Слёзы пропадали с лица Бонмал. На место им пришёл восторг. Астарот не на шутку удивился невероятной стойкости малышки. У другой бы уже началась истерика.
— Позволь рассказать тебе, Дагона, кое-что про Бартоломео.
Дагона усадила дочь на себя. Для Астарота это, кажется, не самая излюбленная тема для разговоров с детьми, особенно когда они узнают о родителях чуть больше.
— Паул? — глянул Астарот на мужа дочери.
— Что? — недоумевал он. — Мне уйти?
— Нет, останься, — отмахнулся Астарот. — Только пообещай, что он об этом не узнает.
— Клянусь, даже под дулом пистолета не скажу Бартоломео о нашем разговоре, — улыбнулся Паул и пододвинулся ближе.
— Бартоломео оказался в аду, я отличил его энергию от вражеской, однако назрел вопрос: почему он не пострадал при перемещении? Позже до меня дошло, что не пострадал он по той причине, что в нём перемешанная кровь. Отчасти, он может пострадать, если коснётся чего-то в аду, но умереть нет. Смерть для Бартоломео как для нас крест. Она тянется к нему, но не забирает. Согласно договору, Бартоломео разделён. Я не вмешивался в воспитание, увидел его лишь спустя пятнадцать лет и был глубоко удивлён тому, что этот ребёнок видел вещи в их истинном свете. Большинство бы не догадались, да и сам бы он тоже, но на него смотрел я, король ада и понимал, что он на куда более высоком уровне. Это означает, что я не сжёг его душу изнутри, а присвоил его себе. Я долго наблюдал за Бартоломео. Этот мальчишка держался молодцом, но слишком переиграл с нигилизмом. Леон подписал договор кровью, предварительно прочитав его, но спустя двадцать лет спросил, почему я не сообщил ему, что Бартоломео фактически не его ребёнок? Мне хотелось его ударить. А после того, как он продал Бартоломео мне, я окончательно убедился в том этот человек недостоин быть отцом.

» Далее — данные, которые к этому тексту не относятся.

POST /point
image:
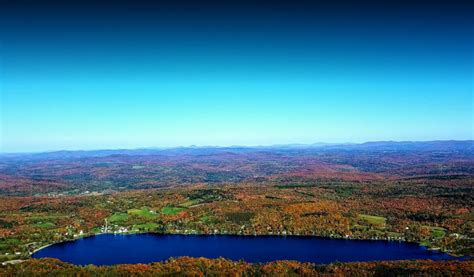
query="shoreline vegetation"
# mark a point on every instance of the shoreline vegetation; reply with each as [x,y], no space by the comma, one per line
[222,267]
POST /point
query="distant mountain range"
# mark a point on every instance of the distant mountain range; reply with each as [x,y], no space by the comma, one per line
[438,145]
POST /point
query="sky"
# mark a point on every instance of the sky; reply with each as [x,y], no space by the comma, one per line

— Чтоб мне пусто было! — аккуратно выругалась Бонмал.
— Ага... он приёмный, значит, — догадался Паул и засмеялся.
— Что смешного? — недоумевал Астарот.
— Я вспомнил шутку, но не буду озвучивать её. Боюсь, для вас это слишком жестоко.
— Видимо, — согласился Астарот. — Тебе нужна помощь, милая?

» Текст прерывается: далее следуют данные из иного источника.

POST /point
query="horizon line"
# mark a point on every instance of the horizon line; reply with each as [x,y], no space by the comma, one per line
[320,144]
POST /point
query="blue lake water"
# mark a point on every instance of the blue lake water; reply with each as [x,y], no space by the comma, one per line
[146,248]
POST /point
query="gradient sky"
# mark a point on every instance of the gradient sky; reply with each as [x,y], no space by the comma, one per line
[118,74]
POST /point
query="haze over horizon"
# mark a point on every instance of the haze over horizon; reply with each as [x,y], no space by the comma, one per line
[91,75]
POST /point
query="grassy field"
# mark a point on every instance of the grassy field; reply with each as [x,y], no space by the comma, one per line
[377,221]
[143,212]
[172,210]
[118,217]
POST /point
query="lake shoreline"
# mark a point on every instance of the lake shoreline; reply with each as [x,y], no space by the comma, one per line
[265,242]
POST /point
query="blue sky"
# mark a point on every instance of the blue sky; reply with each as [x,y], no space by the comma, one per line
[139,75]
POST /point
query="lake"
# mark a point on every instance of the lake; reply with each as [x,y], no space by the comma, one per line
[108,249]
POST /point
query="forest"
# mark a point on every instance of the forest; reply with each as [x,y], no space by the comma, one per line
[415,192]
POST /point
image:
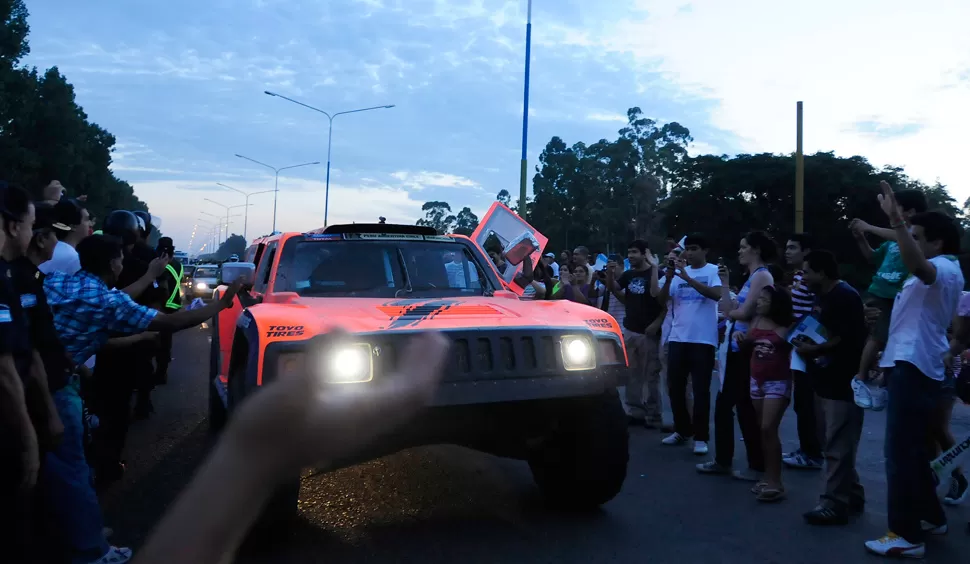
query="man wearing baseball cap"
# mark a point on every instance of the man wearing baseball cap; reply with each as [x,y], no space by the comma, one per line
[171,279]
[71,223]
[549,259]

— С детьми? Конечно! А если Паул придёт пьяным, тебе придётся малышей уложить, пока я буду с ним.
— Это было один раз, милая... – напомнил Паул. — Клятвенно обещаю проследить за тем, чтобы Бартоломео не подрался с Бальтазаром.
— С Бальтазаром? — уточнил Астарот.
— Да, с ним. Они постоянно дерутся. Стоит Бальту только появится, как Бартоломео уже готов оплевать его. Меня это, если честно, раздражает.
Астарот странно улыбнулся, будто вспомнил что-то связанное с Богами похоти. Никто не придавал этому значения. Даже Бонмал вернулась в спальню и легла отдохнуть.
Бартоломео подозревал что-то неладное в поведении Астарота. Найдя почву для размышлений - свою внезапную агрессию, он достал мобильный телефон и нашёл в контактах номер терапевта. После длительных «прогулов» он решил обратиться к Рику Чарлею за необходимой в этот раз помощью.